This study suggests that SCs in the cremaster muscle is associated with impaired cremaster muscle repair and VC pathogenesis through m6A modification of TFRC mRNA. Our findings offer fresh insights into the role of cremaster SCs in VC and provide a foundation for future research on the potential therapeutic target of VC.

Strengths and limitations of this study

This study is the first to investigate the pathogenesis of varicocele from the perspective of the cremaster muscle, and some clues have been discovered from it. The causal relationship between m6A-TFRC axis and ferroptosis requires further validation using functional rescue experiments (e.g., METTL3 knockdown or ferroptosis inhibitors). The small sample size may limit statistical power; future studies with larger cohorts are warranted.

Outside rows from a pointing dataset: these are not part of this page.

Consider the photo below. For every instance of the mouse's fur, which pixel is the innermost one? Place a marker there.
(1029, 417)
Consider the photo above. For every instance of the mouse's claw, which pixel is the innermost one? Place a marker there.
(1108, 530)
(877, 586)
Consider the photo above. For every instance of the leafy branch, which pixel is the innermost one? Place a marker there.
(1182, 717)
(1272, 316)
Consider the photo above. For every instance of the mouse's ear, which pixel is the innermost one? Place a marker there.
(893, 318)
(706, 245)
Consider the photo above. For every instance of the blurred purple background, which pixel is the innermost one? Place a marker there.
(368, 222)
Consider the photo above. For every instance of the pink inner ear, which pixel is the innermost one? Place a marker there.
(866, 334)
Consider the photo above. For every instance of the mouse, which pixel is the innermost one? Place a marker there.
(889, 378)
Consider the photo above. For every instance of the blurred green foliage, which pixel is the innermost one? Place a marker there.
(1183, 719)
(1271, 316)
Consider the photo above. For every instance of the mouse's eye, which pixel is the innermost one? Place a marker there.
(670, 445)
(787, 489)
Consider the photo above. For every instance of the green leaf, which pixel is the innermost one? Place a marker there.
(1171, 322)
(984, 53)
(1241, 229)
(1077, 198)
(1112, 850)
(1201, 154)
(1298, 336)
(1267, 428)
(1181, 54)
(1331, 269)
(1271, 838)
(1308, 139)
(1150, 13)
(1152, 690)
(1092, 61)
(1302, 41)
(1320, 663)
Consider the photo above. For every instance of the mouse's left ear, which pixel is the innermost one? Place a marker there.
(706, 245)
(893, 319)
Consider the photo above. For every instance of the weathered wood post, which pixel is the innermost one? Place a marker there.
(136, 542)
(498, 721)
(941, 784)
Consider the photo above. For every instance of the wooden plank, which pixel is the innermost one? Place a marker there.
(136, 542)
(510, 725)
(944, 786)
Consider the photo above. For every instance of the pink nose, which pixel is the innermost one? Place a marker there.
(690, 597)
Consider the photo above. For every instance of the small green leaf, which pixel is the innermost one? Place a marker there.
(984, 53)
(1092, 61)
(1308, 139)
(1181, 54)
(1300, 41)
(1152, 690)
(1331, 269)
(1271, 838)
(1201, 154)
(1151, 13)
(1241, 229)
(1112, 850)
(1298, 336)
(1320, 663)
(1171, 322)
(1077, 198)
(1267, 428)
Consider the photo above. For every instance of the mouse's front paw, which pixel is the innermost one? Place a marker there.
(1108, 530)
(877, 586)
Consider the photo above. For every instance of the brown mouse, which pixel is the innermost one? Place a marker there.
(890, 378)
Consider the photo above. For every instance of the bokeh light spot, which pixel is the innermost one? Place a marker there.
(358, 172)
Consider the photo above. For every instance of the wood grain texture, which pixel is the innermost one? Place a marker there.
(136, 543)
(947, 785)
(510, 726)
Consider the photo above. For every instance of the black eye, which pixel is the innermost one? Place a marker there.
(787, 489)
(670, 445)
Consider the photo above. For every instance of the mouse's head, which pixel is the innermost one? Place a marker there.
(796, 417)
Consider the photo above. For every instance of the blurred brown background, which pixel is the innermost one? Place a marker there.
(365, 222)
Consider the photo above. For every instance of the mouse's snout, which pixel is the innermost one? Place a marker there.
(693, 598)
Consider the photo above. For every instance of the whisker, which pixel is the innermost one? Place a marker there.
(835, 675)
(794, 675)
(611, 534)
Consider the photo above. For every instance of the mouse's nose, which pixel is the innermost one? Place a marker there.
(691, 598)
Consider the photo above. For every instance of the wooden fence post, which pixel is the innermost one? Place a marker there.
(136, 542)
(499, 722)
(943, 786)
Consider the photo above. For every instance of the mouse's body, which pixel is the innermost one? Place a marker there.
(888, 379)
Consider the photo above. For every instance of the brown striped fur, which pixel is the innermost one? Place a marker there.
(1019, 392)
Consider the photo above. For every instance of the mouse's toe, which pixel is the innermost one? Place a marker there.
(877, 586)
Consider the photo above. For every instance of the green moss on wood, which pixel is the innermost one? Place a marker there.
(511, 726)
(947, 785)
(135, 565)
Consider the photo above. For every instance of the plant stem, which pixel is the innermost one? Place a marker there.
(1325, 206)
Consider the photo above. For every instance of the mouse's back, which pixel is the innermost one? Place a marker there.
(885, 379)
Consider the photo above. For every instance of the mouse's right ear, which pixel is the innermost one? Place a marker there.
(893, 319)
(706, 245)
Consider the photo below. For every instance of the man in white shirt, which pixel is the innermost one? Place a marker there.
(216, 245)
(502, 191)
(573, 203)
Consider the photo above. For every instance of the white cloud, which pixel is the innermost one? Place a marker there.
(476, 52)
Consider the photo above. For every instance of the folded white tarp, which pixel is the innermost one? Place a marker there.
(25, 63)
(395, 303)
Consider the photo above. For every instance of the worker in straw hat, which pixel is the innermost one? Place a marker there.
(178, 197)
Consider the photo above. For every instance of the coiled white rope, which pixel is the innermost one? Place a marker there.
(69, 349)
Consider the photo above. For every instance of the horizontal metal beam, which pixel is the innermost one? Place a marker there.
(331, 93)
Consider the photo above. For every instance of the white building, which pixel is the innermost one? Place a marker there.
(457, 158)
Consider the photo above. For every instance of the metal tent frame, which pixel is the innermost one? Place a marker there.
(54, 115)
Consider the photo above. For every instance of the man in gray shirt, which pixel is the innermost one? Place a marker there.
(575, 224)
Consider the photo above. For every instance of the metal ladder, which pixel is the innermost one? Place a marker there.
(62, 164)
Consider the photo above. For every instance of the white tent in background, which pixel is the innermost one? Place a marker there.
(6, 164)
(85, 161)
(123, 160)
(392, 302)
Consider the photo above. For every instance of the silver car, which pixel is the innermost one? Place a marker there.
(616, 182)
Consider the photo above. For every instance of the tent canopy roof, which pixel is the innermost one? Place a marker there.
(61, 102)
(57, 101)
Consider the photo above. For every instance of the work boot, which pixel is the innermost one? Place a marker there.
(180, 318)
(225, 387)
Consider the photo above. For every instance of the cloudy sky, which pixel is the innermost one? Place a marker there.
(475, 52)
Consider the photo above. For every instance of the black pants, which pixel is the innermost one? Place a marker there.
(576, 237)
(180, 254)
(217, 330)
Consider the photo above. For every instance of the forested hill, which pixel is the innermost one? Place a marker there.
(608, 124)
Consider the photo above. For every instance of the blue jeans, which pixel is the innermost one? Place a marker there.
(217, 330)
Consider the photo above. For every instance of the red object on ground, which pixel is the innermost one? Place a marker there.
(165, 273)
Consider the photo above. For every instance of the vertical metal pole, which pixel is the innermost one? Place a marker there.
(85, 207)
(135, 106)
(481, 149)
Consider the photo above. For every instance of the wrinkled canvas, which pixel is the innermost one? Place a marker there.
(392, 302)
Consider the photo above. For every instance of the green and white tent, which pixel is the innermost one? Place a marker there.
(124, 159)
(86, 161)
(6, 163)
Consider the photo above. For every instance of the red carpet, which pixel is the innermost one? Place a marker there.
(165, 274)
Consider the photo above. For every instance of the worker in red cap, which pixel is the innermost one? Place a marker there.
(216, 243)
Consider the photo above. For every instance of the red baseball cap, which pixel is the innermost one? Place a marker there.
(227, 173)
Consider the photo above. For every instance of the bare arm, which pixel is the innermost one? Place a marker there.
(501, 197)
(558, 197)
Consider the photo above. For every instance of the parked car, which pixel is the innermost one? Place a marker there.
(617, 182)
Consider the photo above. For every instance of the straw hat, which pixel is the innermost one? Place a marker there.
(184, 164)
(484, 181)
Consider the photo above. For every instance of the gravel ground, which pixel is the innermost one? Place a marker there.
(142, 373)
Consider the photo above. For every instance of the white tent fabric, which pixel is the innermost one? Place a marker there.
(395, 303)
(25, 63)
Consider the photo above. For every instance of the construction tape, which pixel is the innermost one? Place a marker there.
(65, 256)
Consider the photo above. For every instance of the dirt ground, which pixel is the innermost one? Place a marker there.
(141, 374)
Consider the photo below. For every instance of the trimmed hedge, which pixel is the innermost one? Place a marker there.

Citation: Mo Z, Zhang W, Xie X, Sun N, Tian J, Li M, et al. (2025) Study on the pathogenesis of varicocele induced by the ferroptosis of cremaster satellite cells with the m6A modification of TFRC mRNA. PLoS One 20(9): e0330666. https://doi.org/10.1371/journal.pone.0330666

Editor: Hideshi Okada, Gifu University School of Medicine Graduate School of Medicine: Gifu Daigaku Igakubu Daigakuin Igakukei Kenkyuka, JAPAN

Received: April 30, 2025; Accepted: August 4, 2025; Published: September 12, 2025

Copyright: © 2025 Mo et al. This is an open access article distributed under the terms of the Creative Commons Attribution License, which permits unrestricted use, distribution, and reproduction in any medium, provided the original author and source are credited.

Data Availability: All relevant data are within the paper and its Supporting Information files.

Funding: The author(s) received no specific funding for this work.

Competing interests: The authors have declared that no competing interests exist.

Introduction

Around the world, 8% ~ 12% of couples suffer from infertility, among whom about 50% are attributed to male infertility [1]. Varicoceles (VC) are a common genitourinary disease in men and a leading cause of male infertility. The incidence of VC is about 15%, and it mainly occurs on the left side [2], accounting for 35% ~ 40% of male infertility [3]. VC refers to the dilation, tortuosity, and lengthening of the spermatic vein plexus, which leads to blood-testis reflux and poor nutrient metabolism, thus causing testicular atrophy, spermatogenesis disorders, and male infertility [4]. The cremaster relies on satellite cells (SCs) for postnatal growth and damage repair.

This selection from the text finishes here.